La théorie illyrienne - très bizarre dans ses explications
contemporaines - servait aux Albanais du Kosovo pas seulement à
prouver que les Albanais étaient les premiers habitants du
Kosovo-Metohija mais aussi que les Serbes n'étaient que des
« intrus » sur « leurs terres anciennes ». Un tel postulat
idéologique allait de pair avec le niveaux bas du culture politique et le
mécontentement social : les familles nombreuses albanaises désiraient vivement
obtenir des terres arables mais on ne pouvait les trouver que chez les Serbes
qui, pris de frayeur, les cédaient, sous les pressions et à cause de la manque
de la protection efficace de leur droits, souvent à prix très
bas.[53]
Le bilan catastrophique du
titisme au Kosovo-Metohija se montré clairement un an plus tard. La mort
de Tito (le 4 mai 1980) a enlevé l'autorité incontestée qui personnifiait, et
pas seulement formellement, l'unité du pays. En mars 1981, la révolte des
Albanais du Kosovo s'annonce par un acte du vandalisme - l'incendie provoqué au
siège de l'Église serbe - à la patriarcat de Pec,
ouvrant la boîte de Pandora du nationalisme. Le
révolte des Albanais du Kosovo était produit logique
du système titiste. Motivé par la logique exclusivement ethnique, cette révolte
a causé en retour une solidarisation des Serbes dans toute la Yougoslavie.
“Comme par un effet de dominos, cela a conduit à l’homogénéisation nationale de
tous les autres peuples yougoslaves. Dans un État aux population aussi
inextricablement mêlées ce repli identitaire ne pouvait qu’aboutir au drame.
Dans ce sens, l’éclatement de la Yougoslavie, qui a commencé au
Kosovo-Metohija, peut être vu comme une vengeance des ‘zombies’ de Tito…”[54] C’est au fond, le système titiste qui a
préparé la guerre civile en Yougoslavie à la fin de l’époque communiste.

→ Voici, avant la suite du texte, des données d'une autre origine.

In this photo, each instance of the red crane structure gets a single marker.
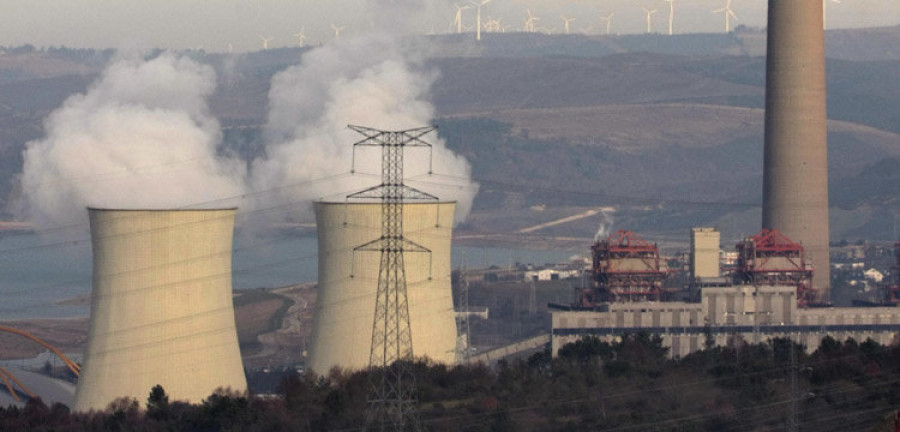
(625, 268)
(771, 258)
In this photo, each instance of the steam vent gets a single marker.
(795, 175)
(161, 309)
(348, 282)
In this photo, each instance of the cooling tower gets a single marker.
(161, 308)
(795, 175)
(348, 281)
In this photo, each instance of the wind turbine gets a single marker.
(337, 30)
(266, 41)
(649, 12)
(671, 15)
(457, 20)
(825, 12)
(478, 17)
(608, 20)
(566, 21)
(300, 36)
(728, 15)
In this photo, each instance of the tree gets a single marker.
(158, 403)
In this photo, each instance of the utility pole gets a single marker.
(391, 405)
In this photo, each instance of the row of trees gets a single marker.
(629, 385)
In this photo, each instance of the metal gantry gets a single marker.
(391, 404)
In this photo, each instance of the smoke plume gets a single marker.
(140, 137)
(373, 82)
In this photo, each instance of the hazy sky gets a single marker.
(214, 24)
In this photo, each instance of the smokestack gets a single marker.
(795, 176)
(161, 308)
(348, 281)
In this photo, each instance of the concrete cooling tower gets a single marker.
(161, 308)
(345, 306)
(795, 175)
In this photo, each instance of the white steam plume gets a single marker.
(369, 82)
(140, 137)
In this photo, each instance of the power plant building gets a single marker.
(750, 313)
(704, 253)
(348, 282)
(161, 308)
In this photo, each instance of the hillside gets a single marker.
(667, 129)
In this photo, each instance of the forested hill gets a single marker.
(568, 120)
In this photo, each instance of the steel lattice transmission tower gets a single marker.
(391, 404)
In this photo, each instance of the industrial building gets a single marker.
(625, 268)
(348, 282)
(161, 308)
(780, 284)
(767, 295)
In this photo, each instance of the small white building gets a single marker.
(873, 275)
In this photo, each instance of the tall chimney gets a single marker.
(795, 177)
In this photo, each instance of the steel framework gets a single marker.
(771, 258)
(391, 404)
(894, 290)
(625, 268)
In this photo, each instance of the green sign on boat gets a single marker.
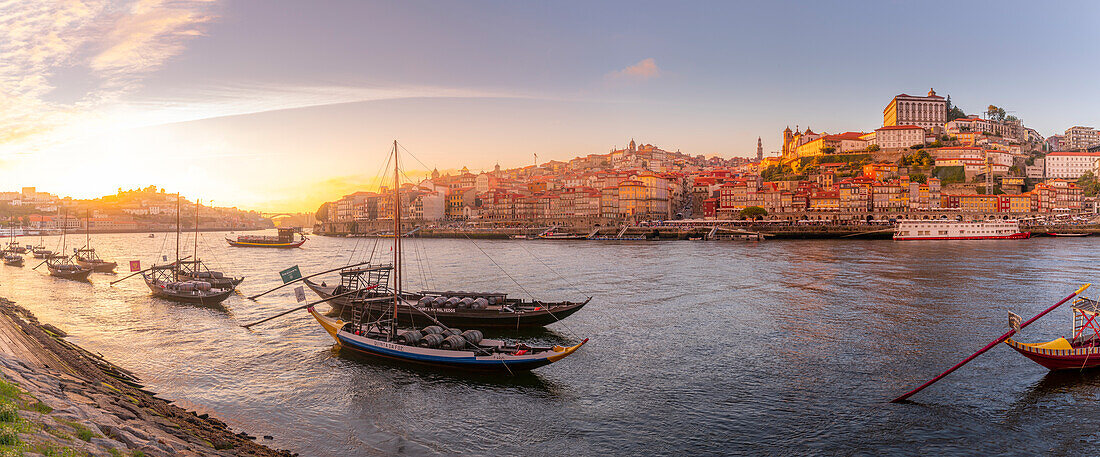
(290, 274)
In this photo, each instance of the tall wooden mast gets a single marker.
(176, 270)
(397, 243)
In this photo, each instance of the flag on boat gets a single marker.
(290, 274)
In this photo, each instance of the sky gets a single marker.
(278, 106)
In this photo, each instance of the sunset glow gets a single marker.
(281, 108)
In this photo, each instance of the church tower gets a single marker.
(788, 138)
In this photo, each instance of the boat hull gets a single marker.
(441, 358)
(205, 300)
(462, 318)
(80, 274)
(1020, 236)
(98, 267)
(1054, 358)
(237, 243)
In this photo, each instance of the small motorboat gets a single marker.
(284, 239)
(12, 259)
(1080, 350)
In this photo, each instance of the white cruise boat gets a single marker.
(943, 229)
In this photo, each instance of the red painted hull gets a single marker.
(1020, 236)
(1059, 359)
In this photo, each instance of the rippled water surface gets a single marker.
(695, 348)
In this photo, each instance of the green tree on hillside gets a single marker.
(1089, 184)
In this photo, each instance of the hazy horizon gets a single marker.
(282, 106)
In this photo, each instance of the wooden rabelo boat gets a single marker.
(11, 253)
(188, 281)
(12, 259)
(41, 252)
(63, 267)
(86, 256)
(480, 309)
(284, 239)
(1079, 351)
(378, 335)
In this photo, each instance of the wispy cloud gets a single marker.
(645, 69)
(117, 42)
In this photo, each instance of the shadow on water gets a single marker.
(1057, 383)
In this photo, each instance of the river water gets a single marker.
(696, 348)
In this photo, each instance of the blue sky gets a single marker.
(326, 86)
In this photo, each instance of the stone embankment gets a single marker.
(59, 400)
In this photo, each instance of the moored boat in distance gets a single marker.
(943, 229)
(284, 239)
(479, 309)
(87, 258)
(378, 335)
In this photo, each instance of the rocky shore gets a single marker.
(59, 400)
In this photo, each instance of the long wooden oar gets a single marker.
(306, 278)
(140, 272)
(299, 307)
(989, 346)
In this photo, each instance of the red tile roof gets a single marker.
(899, 128)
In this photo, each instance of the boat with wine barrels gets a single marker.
(460, 308)
(1080, 350)
(63, 267)
(375, 332)
(164, 283)
(87, 258)
(284, 239)
(12, 259)
(188, 281)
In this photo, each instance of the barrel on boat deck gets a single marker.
(454, 341)
(410, 337)
(473, 336)
(430, 340)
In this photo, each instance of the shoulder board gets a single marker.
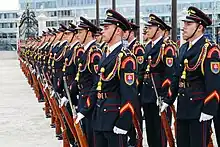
(63, 43)
(138, 47)
(56, 44)
(213, 50)
(43, 46)
(168, 47)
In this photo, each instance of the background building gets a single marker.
(65, 11)
(8, 30)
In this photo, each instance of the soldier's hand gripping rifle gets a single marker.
(163, 115)
(81, 137)
(55, 102)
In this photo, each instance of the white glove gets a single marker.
(38, 76)
(33, 71)
(164, 107)
(52, 93)
(63, 101)
(205, 117)
(79, 117)
(46, 86)
(117, 130)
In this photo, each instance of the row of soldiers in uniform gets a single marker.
(85, 70)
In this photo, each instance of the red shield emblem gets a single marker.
(96, 67)
(169, 62)
(129, 78)
(215, 67)
(140, 59)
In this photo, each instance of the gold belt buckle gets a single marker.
(100, 95)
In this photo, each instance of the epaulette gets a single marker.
(58, 42)
(43, 46)
(64, 42)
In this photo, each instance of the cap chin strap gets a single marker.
(113, 34)
(101, 39)
(164, 33)
(193, 32)
(128, 35)
(85, 37)
(61, 37)
(72, 37)
(155, 32)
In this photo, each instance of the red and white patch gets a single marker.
(129, 78)
(96, 67)
(140, 59)
(169, 62)
(215, 67)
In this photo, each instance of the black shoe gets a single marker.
(40, 100)
(59, 136)
(74, 144)
(52, 125)
(48, 115)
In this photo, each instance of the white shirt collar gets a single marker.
(111, 48)
(131, 41)
(155, 41)
(74, 43)
(195, 40)
(88, 44)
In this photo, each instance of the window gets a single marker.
(51, 23)
(4, 35)
(11, 35)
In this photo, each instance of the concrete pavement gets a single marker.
(22, 122)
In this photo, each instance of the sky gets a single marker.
(9, 5)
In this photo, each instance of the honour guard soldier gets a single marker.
(217, 125)
(138, 50)
(130, 35)
(116, 87)
(87, 74)
(99, 39)
(199, 86)
(146, 39)
(157, 77)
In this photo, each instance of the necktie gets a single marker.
(107, 52)
(190, 45)
(152, 44)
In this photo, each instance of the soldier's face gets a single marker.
(125, 36)
(107, 32)
(81, 35)
(151, 31)
(188, 29)
(98, 38)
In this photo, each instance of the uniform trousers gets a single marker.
(192, 133)
(109, 139)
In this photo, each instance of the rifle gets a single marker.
(80, 134)
(138, 129)
(55, 105)
(163, 115)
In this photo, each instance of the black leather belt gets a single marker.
(104, 95)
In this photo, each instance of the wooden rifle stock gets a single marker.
(138, 129)
(70, 122)
(164, 121)
(80, 134)
(167, 129)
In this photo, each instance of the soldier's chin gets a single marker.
(105, 39)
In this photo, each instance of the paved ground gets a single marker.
(22, 122)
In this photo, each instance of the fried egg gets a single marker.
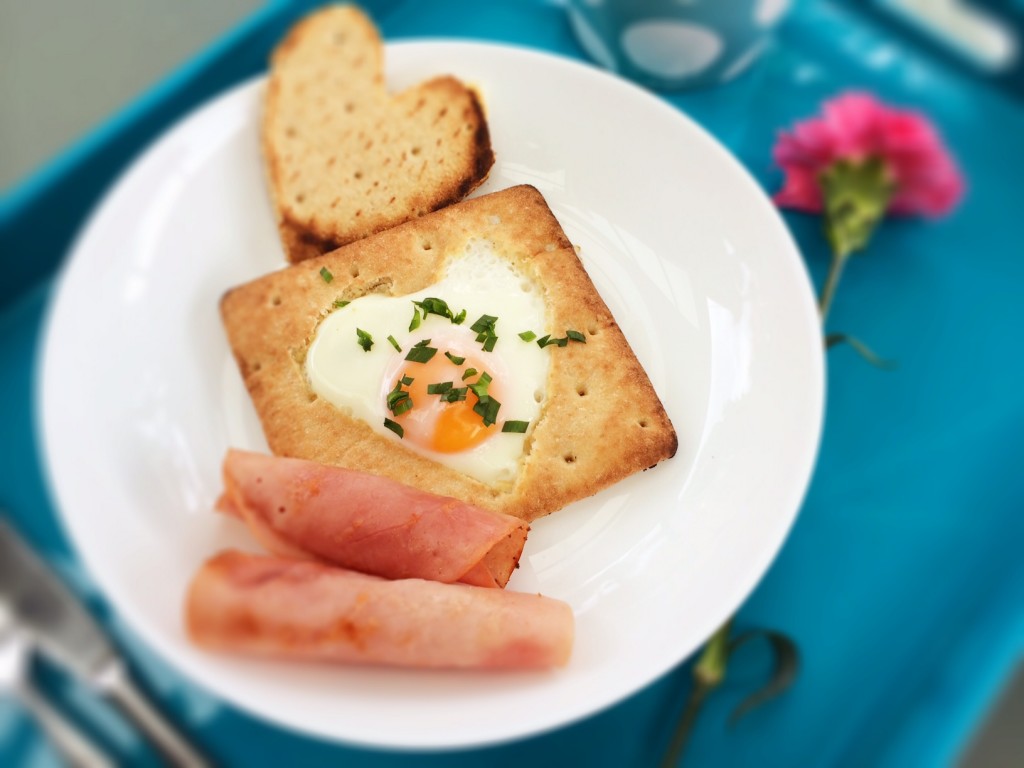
(367, 360)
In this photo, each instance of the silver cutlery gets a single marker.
(68, 635)
(15, 651)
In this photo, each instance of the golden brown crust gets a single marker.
(344, 159)
(602, 420)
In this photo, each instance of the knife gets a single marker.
(68, 634)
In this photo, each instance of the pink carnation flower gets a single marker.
(854, 127)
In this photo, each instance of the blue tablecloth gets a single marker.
(902, 581)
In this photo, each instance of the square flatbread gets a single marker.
(601, 421)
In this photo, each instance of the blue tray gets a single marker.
(902, 581)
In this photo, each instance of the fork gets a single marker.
(15, 654)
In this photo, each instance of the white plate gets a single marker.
(140, 397)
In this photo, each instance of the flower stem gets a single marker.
(832, 283)
(709, 673)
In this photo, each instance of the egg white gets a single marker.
(479, 282)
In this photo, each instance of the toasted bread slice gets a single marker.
(345, 159)
(600, 422)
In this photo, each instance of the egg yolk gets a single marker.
(440, 426)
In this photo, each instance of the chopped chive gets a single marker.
(484, 324)
(547, 341)
(421, 353)
(436, 306)
(479, 387)
(366, 340)
(398, 400)
(487, 409)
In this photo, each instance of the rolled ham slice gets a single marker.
(360, 521)
(273, 606)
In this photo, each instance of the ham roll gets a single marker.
(356, 520)
(273, 606)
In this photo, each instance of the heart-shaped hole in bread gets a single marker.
(345, 159)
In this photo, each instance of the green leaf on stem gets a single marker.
(786, 668)
(856, 194)
(861, 348)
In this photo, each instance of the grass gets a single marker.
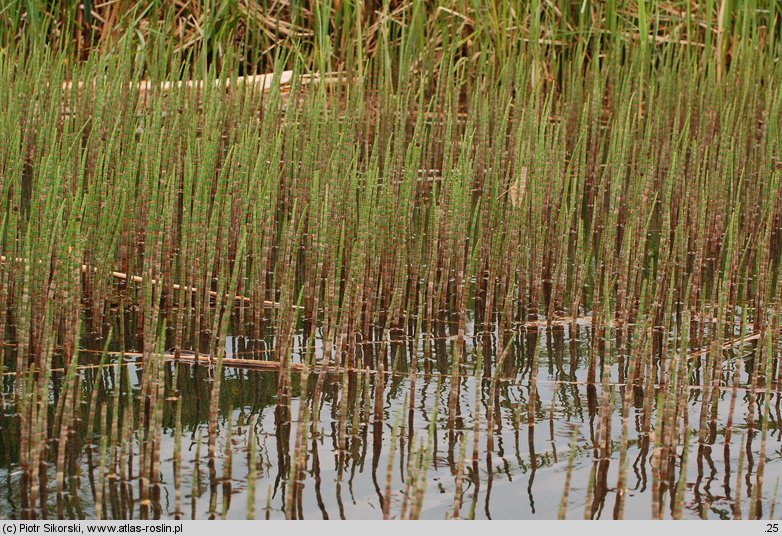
(601, 170)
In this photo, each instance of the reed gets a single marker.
(331, 213)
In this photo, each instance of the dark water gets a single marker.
(513, 471)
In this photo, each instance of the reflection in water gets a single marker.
(441, 437)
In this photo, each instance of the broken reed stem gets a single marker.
(174, 286)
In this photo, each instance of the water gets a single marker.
(515, 470)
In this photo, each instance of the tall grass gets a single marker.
(547, 168)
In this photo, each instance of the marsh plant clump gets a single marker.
(433, 261)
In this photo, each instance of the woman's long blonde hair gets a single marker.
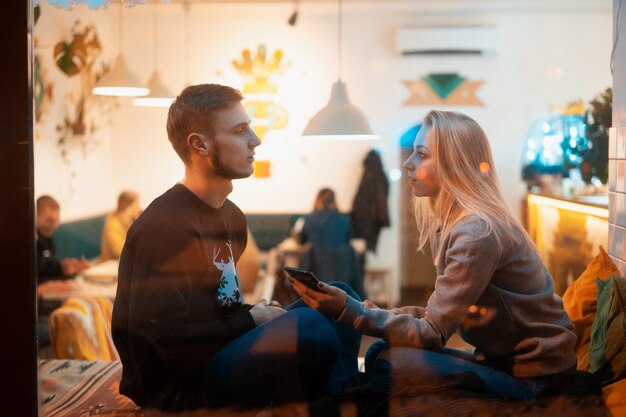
(469, 185)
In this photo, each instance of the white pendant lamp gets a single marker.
(160, 95)
(119, 81)
(339, 119)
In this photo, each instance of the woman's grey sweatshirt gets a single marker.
(499, 297)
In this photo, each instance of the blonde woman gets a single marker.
(491, 287)
(117, 223)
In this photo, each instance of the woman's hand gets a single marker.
(331, 301)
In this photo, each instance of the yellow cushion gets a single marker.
(81, 329)
(580, 302)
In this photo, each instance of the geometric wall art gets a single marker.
(443, 89)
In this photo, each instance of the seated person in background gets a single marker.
(184, 336)
(48, 266)
(117, 224)
(491, 285)
(330, 256)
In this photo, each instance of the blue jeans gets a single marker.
(431, 367)
(301, 355)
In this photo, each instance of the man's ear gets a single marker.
(199, 143)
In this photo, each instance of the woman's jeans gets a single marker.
(449, 367)
(301, 355)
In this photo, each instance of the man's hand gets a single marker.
(72, 266)
(263, 312)
(331, 301)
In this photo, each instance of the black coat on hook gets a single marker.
(369, 208)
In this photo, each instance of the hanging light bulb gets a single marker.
(160, 95)
(339, 119)
(119, 81)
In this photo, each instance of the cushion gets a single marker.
(607, 352)
(580, 303)
(81, 329)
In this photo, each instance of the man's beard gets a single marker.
(220, 168)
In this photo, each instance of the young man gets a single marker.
(185, 339)
(48, 266)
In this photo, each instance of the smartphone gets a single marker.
(308, 278)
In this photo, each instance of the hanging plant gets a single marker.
(598, 117)
(77, 58)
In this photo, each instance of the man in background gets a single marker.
(48, 266)
(117, 224)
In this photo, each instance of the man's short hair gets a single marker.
(45, 202)
(192, 112)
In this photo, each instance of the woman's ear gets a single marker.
(199, 143)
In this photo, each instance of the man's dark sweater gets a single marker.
(178, 300)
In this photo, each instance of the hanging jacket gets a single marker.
(369, 208)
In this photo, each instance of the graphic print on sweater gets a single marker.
(228, 290)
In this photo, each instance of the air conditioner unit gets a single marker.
(479, 40)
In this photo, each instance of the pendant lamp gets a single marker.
(339, 119)
(119, 81)
(160, 95)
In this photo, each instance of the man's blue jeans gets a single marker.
(299, 356)
(447, 367)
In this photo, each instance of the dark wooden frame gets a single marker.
(17, 254)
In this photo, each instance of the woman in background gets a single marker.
(491, 284)
(117, 223)
(330, 256)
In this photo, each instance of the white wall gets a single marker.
(519, 86)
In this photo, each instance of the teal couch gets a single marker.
(79, 238)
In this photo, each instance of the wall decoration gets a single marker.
(260, 87)
(42, 89)
(262, 169)
(84, 113)
(598, 117)
(443, 89)
(92, 4)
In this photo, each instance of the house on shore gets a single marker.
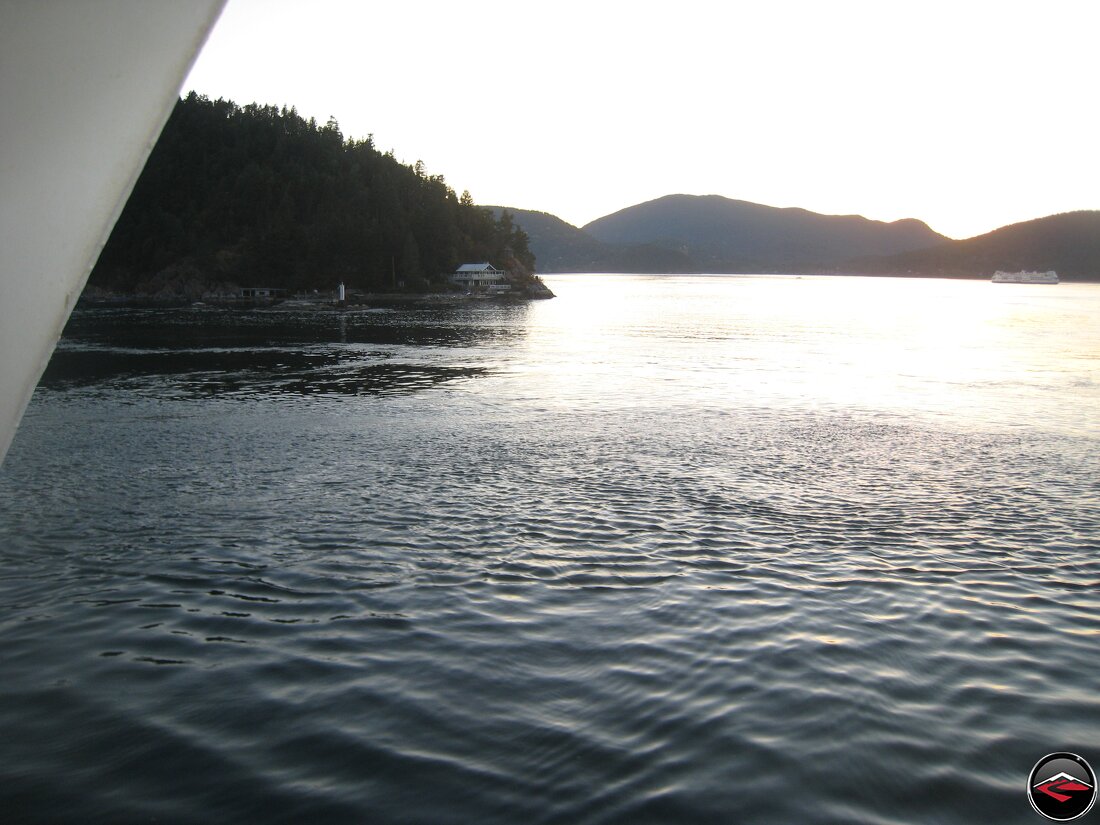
(479, 276)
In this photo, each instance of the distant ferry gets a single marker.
(1025, 277)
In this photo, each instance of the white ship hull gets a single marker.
(85, 89)
(1025, 277)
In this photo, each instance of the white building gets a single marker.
(476, 276)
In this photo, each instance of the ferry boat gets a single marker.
(1025, 277)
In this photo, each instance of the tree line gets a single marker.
(257, 195)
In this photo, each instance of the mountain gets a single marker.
(1068, 243)
(560, 246)
(259, 196)
(722, 234)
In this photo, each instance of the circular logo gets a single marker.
(1062, 787)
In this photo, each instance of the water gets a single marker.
(663, 549)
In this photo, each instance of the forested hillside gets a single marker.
(257, 195)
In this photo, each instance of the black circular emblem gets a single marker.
(1062, 787)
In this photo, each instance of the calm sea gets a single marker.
(662, 550)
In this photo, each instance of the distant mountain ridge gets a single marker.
(722, 234)
(1068, 243)
(684, 233)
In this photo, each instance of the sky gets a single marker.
(966, 114)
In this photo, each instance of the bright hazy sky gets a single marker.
(966, 114)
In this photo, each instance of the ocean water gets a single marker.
(708, 549)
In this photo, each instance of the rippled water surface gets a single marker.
(661, 550)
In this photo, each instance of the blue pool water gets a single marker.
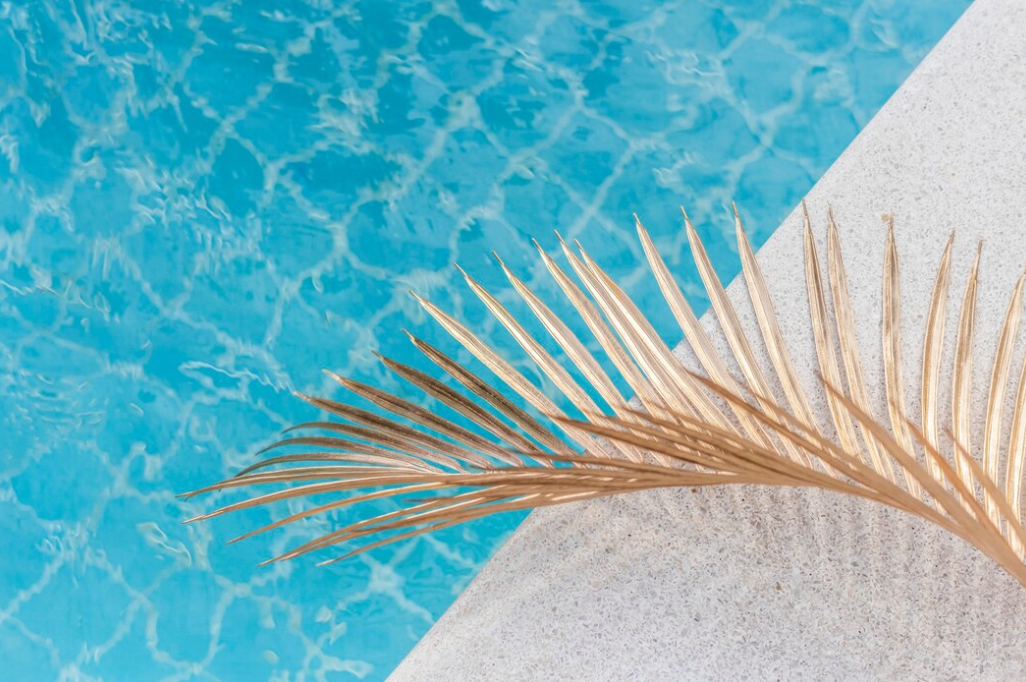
(202, 204)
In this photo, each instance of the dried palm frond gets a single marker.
(683, 428)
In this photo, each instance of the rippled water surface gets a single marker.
(202, 204)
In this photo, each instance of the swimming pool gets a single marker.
(204, 203)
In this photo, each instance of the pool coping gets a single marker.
(757, 584)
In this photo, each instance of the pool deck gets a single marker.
(753, 584)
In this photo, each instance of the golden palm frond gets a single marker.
(682, 428)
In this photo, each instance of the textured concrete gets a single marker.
(757, 585)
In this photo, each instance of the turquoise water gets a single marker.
(202, 204)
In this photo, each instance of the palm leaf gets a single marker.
(713, 427)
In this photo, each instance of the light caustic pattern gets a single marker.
(202, 204)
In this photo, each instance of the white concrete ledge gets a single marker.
(786, 585)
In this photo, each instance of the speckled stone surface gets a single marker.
(782, 585)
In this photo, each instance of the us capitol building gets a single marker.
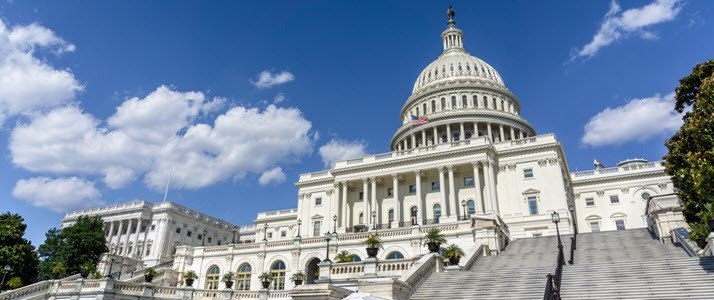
(464, 161)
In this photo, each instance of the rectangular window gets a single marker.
(533, 205)
(316, 228)
(589, 201)
(527, 173)
(620, 224)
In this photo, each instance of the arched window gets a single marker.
(243, 277)
(395, 255)
(437, 212)
(212, 277)
(413, 212)
(277, 270)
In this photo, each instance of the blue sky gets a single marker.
(99, 102)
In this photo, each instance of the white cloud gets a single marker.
(59, 195)
(337, 149)
(274, 175)
(27, 82)
(148, 137)
(618, 25)
(266, 79)
(638, 120)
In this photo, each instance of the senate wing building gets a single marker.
(464, 161)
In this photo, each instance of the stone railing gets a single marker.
(421, 270)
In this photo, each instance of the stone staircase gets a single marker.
(631, 264)
(518, 273)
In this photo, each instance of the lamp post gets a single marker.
(334, 226)
(374, 215)
(328, 237)
(265, 232)
(5, 270)
(463, 203)
(299, 223)
(555, 217)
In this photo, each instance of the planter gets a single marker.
(189, 282)
(372, 252)
(433, 247)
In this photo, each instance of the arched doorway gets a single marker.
(312, 270)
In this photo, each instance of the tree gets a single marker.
(690, 160)
(72, 249)
(16, 251)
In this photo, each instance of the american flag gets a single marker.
(419, 120)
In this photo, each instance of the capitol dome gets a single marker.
(459, 97)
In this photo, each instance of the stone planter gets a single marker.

[1] L’exemple de ce type d’interprétation etno-communiste, prescrit dans ce cas par Enver Hoxha : Stefanaq Pollo et Arben Puto, Histoire d’Albanie des origines à nos jours,
Ed. Horvath, Roanne 1974. Une explication aussi communiste, mais de
tendance toujours titiste rédigé après la série des révoltes d’Albanais du
Kosovo entre 1981 et 1989 : Kosovo. proslost i sadasnjost, (en anglais : Kosovo. Past and Present)
sous la direction du Ranko Petkovic,
Medjunarodna politika (Review of International Affairs),
Belgrade 1989.
[2] Une interprétation historique de
type non-communiste de ce région, fortement
contesté par les historiens albanaises : Radovan Samardzic
et alii, Le Kosovo-Metohija dans l’histoire serbe,
L’Age d’Homme, Lausanne 1990
[3] Cf. une explication similaire demandant une perspective scientifique dans l’interprétation historique : Sima M. Cirkovic, “Images of History: Same Objects, Different Perspectives”, dans : Ger Duijizings, Dusan Janjic & Shkëlzen Maliqi (eds.) Kosovo/a. Confrontation or Coexistence, Peace Research Centre, University of Nijmegen 1996, pp. 25-28
[4] Sur les positions des communistes voir : Aleksa Djilas, The Contested Country. Yugoslav Unity and Communist Revolution 1919-1953, Harvard University Press, Cambridge Mass. & London 1996, pp. 84-89. Les citations : D. T. Batakovic, The Kosovo Chronicles, Plato, Belgrade 1992, pp. 10-12.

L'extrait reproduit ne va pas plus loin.